If one wants to hold the Rangers responsible for the way Lias Andersson’s NHL career has (not) unfolded since he was selected seventh overall two-and-a-half years ago, then there’s a laundry list of credible arguments to support such an accusation.
One could blame the organization for inviting, if not directly placing, an undue amount of pressure on Andersson as the face of a “rebuild on the fly.” Not only as a long-term piece, but specifically one whom they felt was almost immediately ready to make an impact in the NHL as an 18-year-old.
One could blame the team for meddling unnecessarily when they pulled Andersson away from the Swedish Hockey League in 2018, where he was thriving in a top-six role for Frolunda and produced 14 points through 22 games. He departed a healthy, positive environment and joined a Hartford Wolf Pack team that was struggling mightily and was becoming a developmental black hole. And one could blame the Rangers for not learning any lessons and maintaining the status quo in Hartford for the 2018-2019 season, where Andersson started the campaign.
One could blame management for failing to put together a roster with halfway decent forward depth. A combination of Greg McKegg, Brendan Smith, and Micheal Haley is drastically below the standard for even a mediocre NHL fourth line. Flanking an accomplished, veteran center like Brian Boyle with those players would be cruel and unusual punishment. For an impressionable rookie who is trying to catch his bearings? It’s beyond calamitous.
Finally, the coaching staff has a target the size of Jupiter on its metaphorical back for the lack of opportunities afforded to Andersson. This is a team at the bottom of the NHL standings and which ranks among the worst teams of the last decade by most shot metrics. There have been numerous games in which the team has been overwhelmed and blown out.
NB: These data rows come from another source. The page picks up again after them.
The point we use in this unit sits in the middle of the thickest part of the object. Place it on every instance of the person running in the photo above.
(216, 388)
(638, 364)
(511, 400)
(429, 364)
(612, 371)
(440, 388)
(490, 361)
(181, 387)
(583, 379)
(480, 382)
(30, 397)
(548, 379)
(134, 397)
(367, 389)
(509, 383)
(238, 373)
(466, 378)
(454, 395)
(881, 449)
There was an embarrassing 8-1 deficit against Tampa Bay with a roster so depleted that Head Coach David Quinn admitted he couldn’t afford to bench players even if he wanted to. The search for answers has been extensive and, at times, desperate. At one point Brendan Lemieux and Jesper Fast shared first-line duties. In such circumstances over the course of 18 games — with so much liberal, radical shuffling of the lines — it’s hard to fathom how the coaches didn’t even accidentally allow Andersson to get a single period in a top-nine role. As if a floundering team had anything to lose in trying that for a couple of shifts after it unsuccessfully tried practically everything else.
Each of these points of contention is individually up for debate, but the inescapable conclusion is that the Rangers are in some manner(s) culpable for Andersson’s inability to carve out a full-time NHL spot.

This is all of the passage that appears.